Il primo dato che balza agli occhi è quello che queste donne risiedevano prevalentemente in piccoli o piccolissimi comuni mentre provenivano in misura decisamente inferiore dai centri più grandi: 13 balie a San Giorgio, e San Giusto, 7 a Rivarolo ma, per contro, 31 balie a Vistrorio, 34 a Borgiallo e a Chiesanuova, 41 a Locana, 27 a Orio, solamente per fare alcuni esempi.
Tutte le balie appartenevano alle classi sociali più umili, erano prevalentemente contadine (tant’è che in concomitanza con i lavori estivi nei campi risultava più difficile reperirle), e il compenso che ricevevano per tale “attività”, seppur modesto, rappresentava pur sempre una voce non secondaria nel bilancio delle famiglie contadine del tempo.
Il compenso previsto per le balie dall’ospizio di Ivrea ammontava a 60 lire/anno fino al quinto anno di vita del bambino e scendeva a 36 lire/anno dal sesto al dodicesimo anno. A tale cifra andava aggiunta la quota relativa a “pannilini, fardello e vestiario” che ammontava a 12 lire/anno fino al quinto anno di vita e a 24 lire/anno nella seconda fascia di età. L’elevato numero di “esposti” rendeva comunque difficile il reperimento di una balia per tutti e quindi tale situazione portava gli istituti a chiudere un occhio sul rispetto di tutti i requisiti di cui la “buona nutrice” avrebbe dovuto essere provvista; i più disattesi, in periodi “difficili” furono l’età (la balia non avrebbe dovuto avere più di 40 anni) e la durata del puerperio (che non avrebbe dovuto superare i sei mesi).

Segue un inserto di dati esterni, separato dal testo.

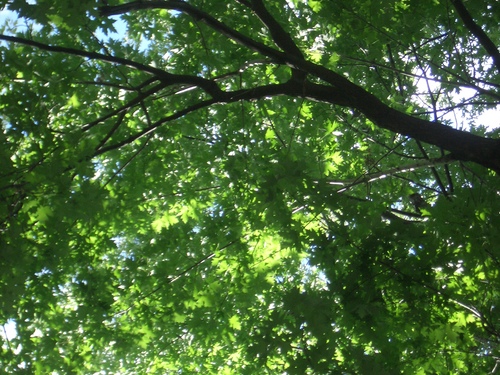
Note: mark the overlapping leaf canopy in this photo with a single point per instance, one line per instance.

Un ultimo aspetto affrontato dal libro di Teresina Bussetti è la questione dell’attribuzione del nome agli esposti. Nel 1812, nell’Italia settentrionale, durante la dominazione francese, venne introdotto l’obbligo di assegnare, oltre al nome, anche un cognome con l’indicazione che nome e cognome non rappresentassero un marchio di infamia per i bambini.
E così la fantasia degli ufficiali dell’anagrafe si scatenò: oltre a “Venturino” e “Venturina”, molto gettonati, sia come cognome che come nome, i cognomi più utilizzati per i bambini dell’ospizio di Ivrea e Torino si potevano ricondurre ad argomenti religiosi (Sperindio, Angeli, Di Maria…) oppure a qualità positive (Bonocore, Buonopane, Pensabene…). Purtroppo accanto a questi esempi non mancarono casi nei quali la normativa venne del tutto disattesa e alcuni bambini si ritrovarono con cognomi quali – solo per citare i meno volgari – Abbandono, Marchiato, Sbandato…
Questo ci conferma che, pur in presenza di una normativa all’avanguardia, in vaste fasce della popolazione persistevano pregiudizi che sfociavano in avversione nei confronti degli ultimi, di coloro che, parafrasando il titolo del libro, non potevano affermare di essere venuti al mondo sotto l’occhio della buona sorte. E non si può certo dire che, a distanza di due secoli, la situazione sia troppo migliorata.